In the previous lesson we learned to count steps; in this one we will learn to count memory. We closed 02-01 with an outstanding debt: we sped up transfers from O(n²) to O(n) by building a set, and we said the price was "extra memory" without quantifying it. Space complexity measures exactly that: how much additional memory an algorithm needs as a function of the size of its input. It matters because memory, like time, is a finite resource — on a server handling thousands of simultaneous RutaBus requests, an algorithm that copies the entire stop network per request can bring the machine down even if it is lightning fast — and because, as we will see, time and space can be traded: often the way to gain speed is to spend memory, and it pays to know how much.
The good news: the method is the same line-by-line analysis from 02-01 and it is expressed with the same asymptotic notation from 01-03 (O as an upper bound on growth — here, of memory consumption). Only the question changes: instead of "how many times does this line run?", we ask "how much live memory does this algorithm end up accumulating?".
Contents
- What counts as space: total vs auxiliary
- Line-by-line memory analysis
- Copies vs references in Python
- The space cost of recursion: the call stack
- The time ↔ space trade-off: a stop index for RutaBus
- Space cost of Python's data structures
What counts as space: total vs auxiliary
The memory an algorithm uses has two components:
- Input space: the memory occupied by the data it receives (the list of stops, the schedules...). The algorithm can do nothing to reduce it: it is given.
- Auxiliary space: the additional memory the algorithm allocates in order to work — variables, temporary structures, copies, the call stack.
Two measures come out of this:
| Measure | What it includes | Example: searching n stops with 3 variables |
|---|---|---|
| Total space | Input + auxiliary | O(n) — the input dominates |
| Auxiliary space | Only what the algorithm allocates | O(1) — three variables |
The useful measure for comparing algorithms is auxiliary space, because the input is the same for every algorithm that solves the same problem. When we say "this algorithm is O(1) in space" we will always mean auxiliary space, and that is the convention we will use for the rest of the course. (When you read documentation, check which of the two measures it uses: the confusion is frequent.)
One more nuance, parallel to the one in the previous lesson: the relevant space is the maximum simultaneous amount (the peak), not the accumulated total. If an algorithm creates a temporary list of n elements, frees it and creates another, its auxiliary space is O(n), not O(2n)... which would be O(n) anyway — but the nuance matters when structures coexist: two lists of n elements alive at the same time are O(n); one list of n² elements is O(n²).

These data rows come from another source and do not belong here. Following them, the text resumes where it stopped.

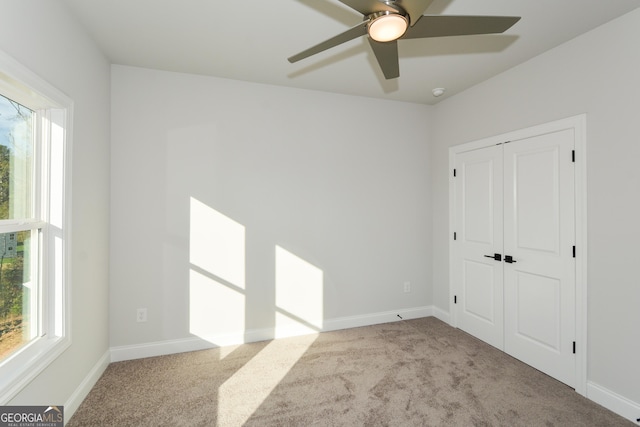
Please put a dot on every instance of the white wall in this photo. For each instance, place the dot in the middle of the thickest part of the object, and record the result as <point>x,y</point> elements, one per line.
<point>44,38</point>
<point>596,74</point>
<point>340,182</point>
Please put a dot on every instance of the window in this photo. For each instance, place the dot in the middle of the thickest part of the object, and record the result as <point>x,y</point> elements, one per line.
<point>34,195</point>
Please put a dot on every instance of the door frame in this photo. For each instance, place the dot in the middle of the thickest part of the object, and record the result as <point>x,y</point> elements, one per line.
<point>578,125</point>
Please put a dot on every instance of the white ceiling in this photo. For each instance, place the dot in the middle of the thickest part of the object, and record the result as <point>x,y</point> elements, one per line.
<point>251,40</point>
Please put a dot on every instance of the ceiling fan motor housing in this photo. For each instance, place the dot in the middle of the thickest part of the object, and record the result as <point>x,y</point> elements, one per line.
<point>386,26</point>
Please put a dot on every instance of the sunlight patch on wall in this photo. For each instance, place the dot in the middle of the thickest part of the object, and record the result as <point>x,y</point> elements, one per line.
<point>217,244</point>
<point>216,311</point>
<point>217,276</point>
<point>299,295</point>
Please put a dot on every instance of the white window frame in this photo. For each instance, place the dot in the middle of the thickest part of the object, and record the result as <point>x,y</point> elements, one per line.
<point>54,111</point>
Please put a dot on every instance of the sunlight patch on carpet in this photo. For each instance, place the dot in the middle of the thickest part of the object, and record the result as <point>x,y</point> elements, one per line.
<point>243,393</point>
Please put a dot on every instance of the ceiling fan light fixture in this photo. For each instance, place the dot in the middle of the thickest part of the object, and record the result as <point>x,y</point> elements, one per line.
<point>387,26</point>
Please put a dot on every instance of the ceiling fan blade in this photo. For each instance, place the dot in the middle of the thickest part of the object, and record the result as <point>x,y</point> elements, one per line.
<point>441,26</point>
<point>350,34</point>
<point>387,56</point>
<point>367,7</point>
<point>414,8</point>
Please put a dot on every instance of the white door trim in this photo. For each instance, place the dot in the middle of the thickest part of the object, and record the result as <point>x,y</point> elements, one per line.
<point>578,125</point>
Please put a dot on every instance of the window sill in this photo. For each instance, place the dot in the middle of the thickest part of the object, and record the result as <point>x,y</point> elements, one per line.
<point>23,366</point>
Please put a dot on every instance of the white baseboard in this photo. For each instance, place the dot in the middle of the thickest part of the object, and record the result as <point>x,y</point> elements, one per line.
<point>442,315</point>
<point>614,402</point>
<point>161,348</point>
<point>74,401</point>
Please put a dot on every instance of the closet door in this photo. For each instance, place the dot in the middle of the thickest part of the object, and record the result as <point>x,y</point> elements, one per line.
<point>477,271</point>
<point>539,236</point>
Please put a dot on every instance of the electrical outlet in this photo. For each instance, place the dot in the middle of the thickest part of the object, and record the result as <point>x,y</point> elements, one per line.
<point>141,315</point>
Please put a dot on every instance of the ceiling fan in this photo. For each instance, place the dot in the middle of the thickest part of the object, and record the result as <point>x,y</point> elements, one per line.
<point>387,21</point>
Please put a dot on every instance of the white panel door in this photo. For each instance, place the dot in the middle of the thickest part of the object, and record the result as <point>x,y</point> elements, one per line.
<point>539,235</point>
<point>479,276</point>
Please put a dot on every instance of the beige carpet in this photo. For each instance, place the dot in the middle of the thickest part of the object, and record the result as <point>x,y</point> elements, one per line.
<point>410,373</point>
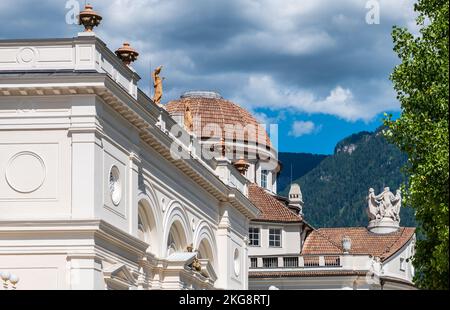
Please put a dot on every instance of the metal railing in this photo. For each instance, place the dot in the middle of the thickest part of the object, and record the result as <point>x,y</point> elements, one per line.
<point>304,261</point>
<point>9,280</point>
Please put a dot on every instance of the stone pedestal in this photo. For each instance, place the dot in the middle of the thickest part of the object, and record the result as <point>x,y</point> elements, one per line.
<point>383,226</point>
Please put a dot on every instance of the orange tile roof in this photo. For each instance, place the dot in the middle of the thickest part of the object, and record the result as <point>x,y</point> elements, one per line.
<point>272,210</point>
<point>220,112</point>
<point>329,241</point>
<point>305,273</point>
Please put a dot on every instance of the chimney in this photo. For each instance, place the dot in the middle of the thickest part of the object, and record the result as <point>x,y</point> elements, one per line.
<point>296,199</point>
<point>89,18</point>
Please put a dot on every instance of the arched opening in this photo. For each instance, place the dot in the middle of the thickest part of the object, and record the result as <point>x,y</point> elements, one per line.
<point>146,229</point>
<point>176,240</point>
<point>205,251</point>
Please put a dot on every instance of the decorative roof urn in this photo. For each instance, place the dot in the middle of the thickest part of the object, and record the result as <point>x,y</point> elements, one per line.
<point>127,54</point>
<point>241,165</point>
<point>89,18</point>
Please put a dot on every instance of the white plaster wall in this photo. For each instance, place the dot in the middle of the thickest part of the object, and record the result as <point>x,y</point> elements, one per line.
<point>290,240</point>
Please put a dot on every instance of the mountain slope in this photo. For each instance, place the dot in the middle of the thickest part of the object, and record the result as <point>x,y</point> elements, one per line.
<point>301,163</point>
<point>335,191</point>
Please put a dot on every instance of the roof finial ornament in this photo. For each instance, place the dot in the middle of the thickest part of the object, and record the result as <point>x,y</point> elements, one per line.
<point>127,54</point>
<point>157,85</point>
<point>241,165</point>
<point>383,210</point>
<point>89,18</point>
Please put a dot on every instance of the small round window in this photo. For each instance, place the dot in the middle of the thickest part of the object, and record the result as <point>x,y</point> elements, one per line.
<point>115,186</point>
<point>237,263</point>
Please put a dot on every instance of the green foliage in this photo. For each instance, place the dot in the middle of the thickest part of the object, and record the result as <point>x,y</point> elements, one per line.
<point>335,191</point>
<point>421,82</point>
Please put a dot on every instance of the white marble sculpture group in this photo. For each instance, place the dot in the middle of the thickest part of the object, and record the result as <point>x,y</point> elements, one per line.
<point>384,205</point>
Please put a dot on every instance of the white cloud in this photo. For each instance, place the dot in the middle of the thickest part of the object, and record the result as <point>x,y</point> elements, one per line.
<point>301,128</point>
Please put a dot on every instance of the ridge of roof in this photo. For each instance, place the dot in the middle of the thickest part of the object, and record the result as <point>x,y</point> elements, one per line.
<point>272,210</point>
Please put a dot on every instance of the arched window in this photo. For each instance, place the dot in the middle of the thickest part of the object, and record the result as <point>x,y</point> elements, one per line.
<point>146,226</point>
<point>176,241</point>
<point>205,251</point>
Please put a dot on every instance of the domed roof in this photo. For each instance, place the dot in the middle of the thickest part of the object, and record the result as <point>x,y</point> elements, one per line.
<point>210,108</point>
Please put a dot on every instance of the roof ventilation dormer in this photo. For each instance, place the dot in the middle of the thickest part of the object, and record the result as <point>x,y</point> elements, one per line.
<point>89,18</point>
<point>296,199</point>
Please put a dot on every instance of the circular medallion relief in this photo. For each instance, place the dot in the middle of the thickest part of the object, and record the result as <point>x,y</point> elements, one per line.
<point>25,172</point>
<point>237,263</point>
<point>27,55</point>
<point>115,186</point>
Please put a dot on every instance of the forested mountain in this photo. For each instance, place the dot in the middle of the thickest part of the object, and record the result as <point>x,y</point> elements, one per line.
<point>335,191</point>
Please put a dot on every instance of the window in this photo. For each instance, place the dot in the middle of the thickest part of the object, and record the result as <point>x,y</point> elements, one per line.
<point>402,264</point>
<point>253,262</point>
<point>264,174</point>
<point>141,228</point>
<point>253,235</point>
<point>290,262</point>
<point>270,262</point>
<point>275,237</point>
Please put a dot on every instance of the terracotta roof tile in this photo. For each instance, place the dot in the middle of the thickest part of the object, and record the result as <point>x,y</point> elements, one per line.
<point>221,112</point>
<point>305,273</point>
<point>329,241</point>
<point>272,210</point>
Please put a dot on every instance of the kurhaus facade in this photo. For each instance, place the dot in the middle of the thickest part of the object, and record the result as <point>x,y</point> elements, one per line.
<point>102,187</point>
<point>91,196</point>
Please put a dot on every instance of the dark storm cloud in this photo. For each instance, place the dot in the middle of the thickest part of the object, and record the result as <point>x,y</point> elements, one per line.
<point>273,49</point>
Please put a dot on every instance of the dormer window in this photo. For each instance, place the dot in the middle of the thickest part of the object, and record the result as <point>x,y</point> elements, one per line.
<point>275,237</point>
<point>264,174</point>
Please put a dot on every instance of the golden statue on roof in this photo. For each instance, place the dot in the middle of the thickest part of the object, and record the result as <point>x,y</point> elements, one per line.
<point>188,119</point>
<point>157,85</point>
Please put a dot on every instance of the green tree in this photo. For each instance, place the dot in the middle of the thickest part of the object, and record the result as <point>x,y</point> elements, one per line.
<point>421,82</point>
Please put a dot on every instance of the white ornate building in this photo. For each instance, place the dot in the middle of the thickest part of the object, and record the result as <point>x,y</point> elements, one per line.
<point>101,188</point>
<point>376,257</point>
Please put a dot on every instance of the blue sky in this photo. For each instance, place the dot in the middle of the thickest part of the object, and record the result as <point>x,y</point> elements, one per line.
<point>315,67</point>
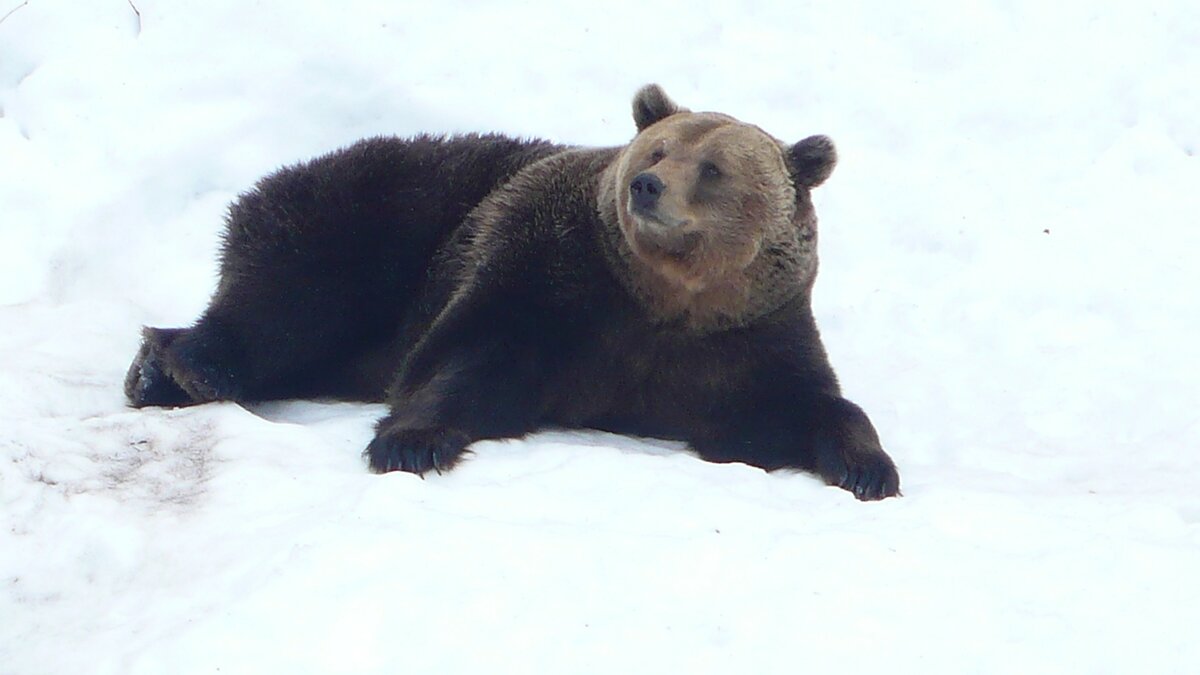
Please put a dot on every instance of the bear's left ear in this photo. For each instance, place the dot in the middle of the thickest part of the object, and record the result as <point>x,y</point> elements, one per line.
<point>813,160</point>
<point>652,105</point>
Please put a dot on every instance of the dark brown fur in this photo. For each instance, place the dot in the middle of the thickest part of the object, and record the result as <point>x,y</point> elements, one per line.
<point>496,286</point>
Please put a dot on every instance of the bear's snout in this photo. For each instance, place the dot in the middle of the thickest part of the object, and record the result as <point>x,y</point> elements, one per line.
<point>645,192</point>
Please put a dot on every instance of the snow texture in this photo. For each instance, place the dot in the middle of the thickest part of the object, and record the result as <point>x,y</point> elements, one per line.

Line-by-line memory analysis
Starting rules, analogous to the time ones:
- A scalar variable (a number, a boolean, a reference to an object) takes O(1): its size does not depend on n.
- A data structure takes space proportional to its elements: a list with n stops is O(n).
- The auxiliary space of an algorithm is the peak of live auxiliary memory during its execution.
Let's analyze the RutaBus functions we already know:
def nearest_stop(user_x, user_y, stops):
best_stop = stops[0] # O(1): reference to a dict that ALREADY exists
best_distance = distance(...) # O(1): a number
for stop in stops[1:]: # O(n)!: the slice creates a new list
d = distance(...) # O(1): a number (reused on each pass)
...
return best_stopSurprise: the function that was a clean O(n) in time has a space cost of O(n) auxiliary... because of the very same slice that already caused us trouble in 02-01. stops[1:] builds a new list with n−1 references. If we iterated with indices (for i in range(1, len(stops))) or with islice, the auxiliary space would be O(1): three scalar variables reused on every pass. Notice that d does not accumulate: on each iteration it overwrites its previous value, so it counts only once.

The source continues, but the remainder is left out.